Though the museum is free and open to the public, weekend tours offer an informed way of seeing the collection. Ed Maxedon is the curator of education at the museum and trains the docents who lead the tours.
“We have public tours every Saturday at 2 p.m., and on the first Saturday of every month we have thematic tours,” Maxedon said.
Maxedon explained that the docent will have a prepared “highlight tour,” but if visitors have a specific agenda, such as African art or Chinese art, the tour can be specified to their interests.
“It is the only time there is someone here to give a tour that is on staff and in the building,” Maxedon said.
The thematic tours are usually designed around each docent’s interests.
This month’s tour was titled “Mythical, Mystical, Material Adornment.” Upcoming thematic tours include “Silk Road: Trails in Textiles” and “Must Art be Beautiful?”

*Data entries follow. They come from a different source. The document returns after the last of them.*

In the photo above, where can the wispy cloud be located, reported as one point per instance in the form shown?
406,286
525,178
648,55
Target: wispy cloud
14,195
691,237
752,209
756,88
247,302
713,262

Kim Lance, a senior who recently stopped at the museum’s Angles Cafe for an iced coffee, said she has gone on two tours of the art museum in her time as a student.
“Freshman year I came to one, and then last year for a class,” Lance said.
The course, about complimentary and alternative medicine encouraged the students to connect with a piece of artwork in the museum, Lance said.
“We went into the exhibit and found a painting that we were drawn to and meditated on it,” she said.
Lance said she appreciated the opportunity to look at the museum’s work with the specific agenda that comes with a themed tour.
Docent Margarete Handy, who designed this month’s tour, said the IU Art Museum is quite a treasure even though its curators and administrators are humble regarding the collection.
“They don’t brag a lot, but they have one of the largest pre-Renaissance collections in the country,” she said.
Handy noted that she benefits as a docent as much as the visitors.
“The purpose is to educate both the person giving the talk and the public,” Handy said.
Lance agreed that the museum has much to offer students and visitors.
“I like it,” she said of the museum. “A lot of students can come here and utilize it. It’s kind of like getting away from campus, plus it’s educational.”